I was in Cairo, attending the first day of a conference on the interactions between the West and Islam. Most of us had taken our box lunches to the concrete terrace outside the hotel meeting room. Jet-lagged, dazed, and blinking in the desert sun, I found myself struggling to open the screwtop cap on a bottle of mango drink, to the amusement of my lunch companions.
"Just say the name of God and twist," said a Muslim scholar, her eyes twinkling.
"Yes, just like Islam does to the West," observed the Egyptian professor sitting at my side.
It was a joke among believers, as I knew myself and the two people teasing me to be. We are not believers in identical ways, nor readers of the same sacred text. But the mere fact of faith in God, and knowing that our faith shapes our view of reality, gave me a sense of affinity with these Muslim colleagues that as a Christian American woman I didnt necessarily expect to find.

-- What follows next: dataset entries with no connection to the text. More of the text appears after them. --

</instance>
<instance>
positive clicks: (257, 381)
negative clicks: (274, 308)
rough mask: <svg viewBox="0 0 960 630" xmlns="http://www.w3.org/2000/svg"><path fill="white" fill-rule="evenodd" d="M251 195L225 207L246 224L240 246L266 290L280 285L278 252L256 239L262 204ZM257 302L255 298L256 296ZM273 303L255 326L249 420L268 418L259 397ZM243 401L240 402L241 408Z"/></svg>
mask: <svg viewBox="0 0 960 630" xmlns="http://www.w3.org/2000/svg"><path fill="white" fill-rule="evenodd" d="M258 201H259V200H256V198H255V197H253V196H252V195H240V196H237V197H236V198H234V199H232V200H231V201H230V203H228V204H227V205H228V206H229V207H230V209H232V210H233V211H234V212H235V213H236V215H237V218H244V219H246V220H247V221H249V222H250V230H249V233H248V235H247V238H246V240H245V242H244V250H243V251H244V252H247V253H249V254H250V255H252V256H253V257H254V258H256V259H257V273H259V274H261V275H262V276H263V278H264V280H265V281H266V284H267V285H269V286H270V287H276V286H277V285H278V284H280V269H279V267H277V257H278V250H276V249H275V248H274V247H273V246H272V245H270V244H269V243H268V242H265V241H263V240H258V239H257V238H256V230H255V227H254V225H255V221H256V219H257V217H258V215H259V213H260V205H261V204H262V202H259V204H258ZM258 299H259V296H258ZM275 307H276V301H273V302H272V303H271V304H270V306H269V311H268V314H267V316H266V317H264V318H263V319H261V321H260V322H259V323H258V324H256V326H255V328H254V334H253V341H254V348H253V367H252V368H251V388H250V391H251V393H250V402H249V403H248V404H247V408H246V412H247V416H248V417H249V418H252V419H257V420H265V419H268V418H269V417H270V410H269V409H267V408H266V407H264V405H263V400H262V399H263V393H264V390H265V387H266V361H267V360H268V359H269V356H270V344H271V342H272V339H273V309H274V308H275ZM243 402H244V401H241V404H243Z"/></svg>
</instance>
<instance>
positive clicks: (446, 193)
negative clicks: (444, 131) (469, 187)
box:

This is not an article about how a shared sense of the transcendent might help us all get along. A long, bloody global history of religion-fueled conflicts testifies that nothing is that simple.
But during several days of discussing globalization, human rights, secularism, democracy, and a host of other topics and subtopics concerning the relations between the West and Islam (as part of a group of both Westerners and Muslims), I kept returning to that small sense of affinity-despite-difference. It was a calm point, utterly real, in the midst of contradictions, challenges, and divisions that are also utterly real.